By Tom Reynolds, Export Solutions

The U.S. Government continues to enforce a variety of export compliance laws in an effort to thwart the movement of goods and services to Iran.  This has resulted in substantial penalties for individuals and companies who attempt to circumvent these regulations. 

Yesterday, for example, the BIS issued a Temporary Denial Order (TDO) against Delfin Group of North Charleston, South Carolina, and its president, Markos Baghdasarian, based on evidence that these parties are trying to violate the EAR and OFAC sanctions by diverting U.S. goods to Iran through the United Arab Emirates.  Specifically, Delfin, Mr.
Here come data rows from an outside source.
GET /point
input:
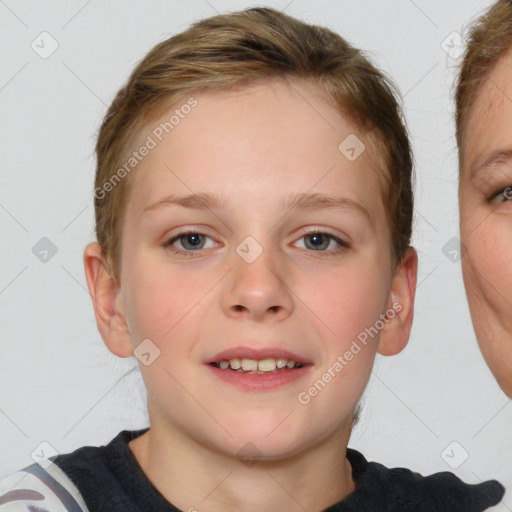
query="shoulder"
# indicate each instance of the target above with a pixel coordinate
(409, 490)
(39, 488)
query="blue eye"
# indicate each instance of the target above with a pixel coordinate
(503, 196)
(319, 241)
(191, 241)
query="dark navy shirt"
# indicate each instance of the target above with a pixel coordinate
(110, 479)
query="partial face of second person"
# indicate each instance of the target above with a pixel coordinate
(485, 195)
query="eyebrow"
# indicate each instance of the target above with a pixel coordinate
(498, 157)
(207, 201)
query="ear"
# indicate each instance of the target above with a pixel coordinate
(400, 308)
(108, 302)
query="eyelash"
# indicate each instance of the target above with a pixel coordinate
(342, 245)
(506, 192)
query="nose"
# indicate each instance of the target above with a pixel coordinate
(258, 289)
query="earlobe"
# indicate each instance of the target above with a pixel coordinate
(400, 310)
(108, 302)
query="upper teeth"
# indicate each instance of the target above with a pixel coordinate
(264, 365)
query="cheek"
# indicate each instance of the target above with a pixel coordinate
(349, 302)
(487, 265)
(160, 299)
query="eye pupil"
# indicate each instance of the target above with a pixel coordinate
(191, 239)
(317, 240)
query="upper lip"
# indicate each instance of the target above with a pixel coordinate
(257, 355)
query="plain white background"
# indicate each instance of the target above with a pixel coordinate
(59, 383)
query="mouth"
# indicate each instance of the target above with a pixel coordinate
(250, 369)
(265, 366)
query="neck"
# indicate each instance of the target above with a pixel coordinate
(195, 478)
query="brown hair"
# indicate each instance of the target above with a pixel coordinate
(237, 49)
(489, 39)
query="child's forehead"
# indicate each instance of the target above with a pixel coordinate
(273, 137)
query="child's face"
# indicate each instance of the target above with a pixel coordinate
(304, 298)
(485, 194)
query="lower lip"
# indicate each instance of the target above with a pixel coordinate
(260, 381)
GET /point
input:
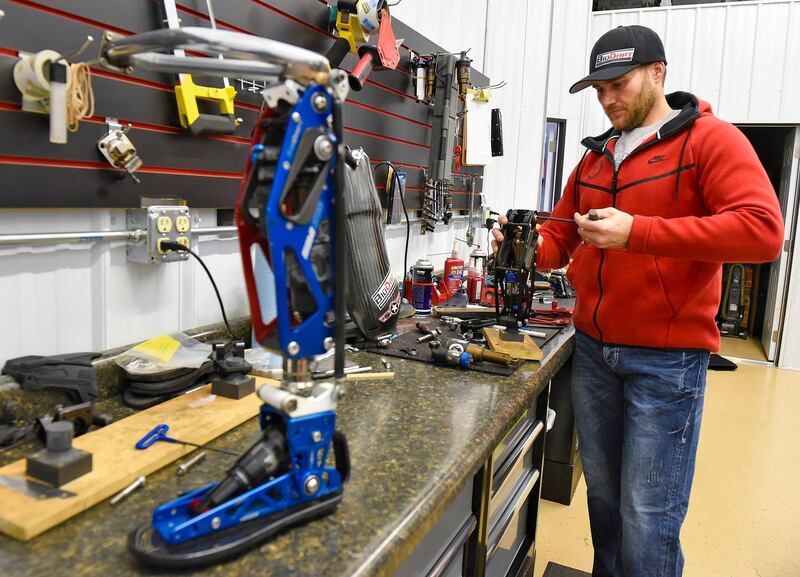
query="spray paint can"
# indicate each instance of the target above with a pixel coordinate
(422, 287)
(475, 276)
(453, 271)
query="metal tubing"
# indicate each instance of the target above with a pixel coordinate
(96, 236)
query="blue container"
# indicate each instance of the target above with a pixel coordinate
(422, 287)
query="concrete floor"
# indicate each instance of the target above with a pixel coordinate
(744, 513)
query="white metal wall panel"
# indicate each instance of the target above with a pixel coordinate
(568, 62)
(454, 25)
(532, 112)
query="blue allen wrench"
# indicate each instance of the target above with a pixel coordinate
(159, 433)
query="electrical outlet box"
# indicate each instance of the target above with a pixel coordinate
(158, 224)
Baghdasarian and a variety of related companies are suspected of illegally transshipping polymers, oil additives and aviation engine lubricating oils from the United States to Iran via the UAE.

According to the order from BIS, Delfin/Baghdasarian has been working with Naren Sachanandani and his company, Do-It FZC, as well as others, to ship these items to the UAE.  Under the alleged scheme, the items are then re-packaged and re-labeled in the UAE for further transport to end users in Iran.  U.S. Customs agents have already detained several such shipments prior to transshipment.  The denial order makes it illegal for any of the named parties to participate in any transactions subject to the EAR.  Furthermore, it makes it illegal for any person to engage in business with the denied parties for items or services subject to the EAR.

Yesterday’s TDO follows earlier actions by BIS along the same lines.  Namely, the renewal of a denial order against Mahan Airways and the guilty plea of a former manager of a Netherlands-based freight forwarder for facilitating the illegal export of certain acrylic adhesives and spray paint coatings to Iran.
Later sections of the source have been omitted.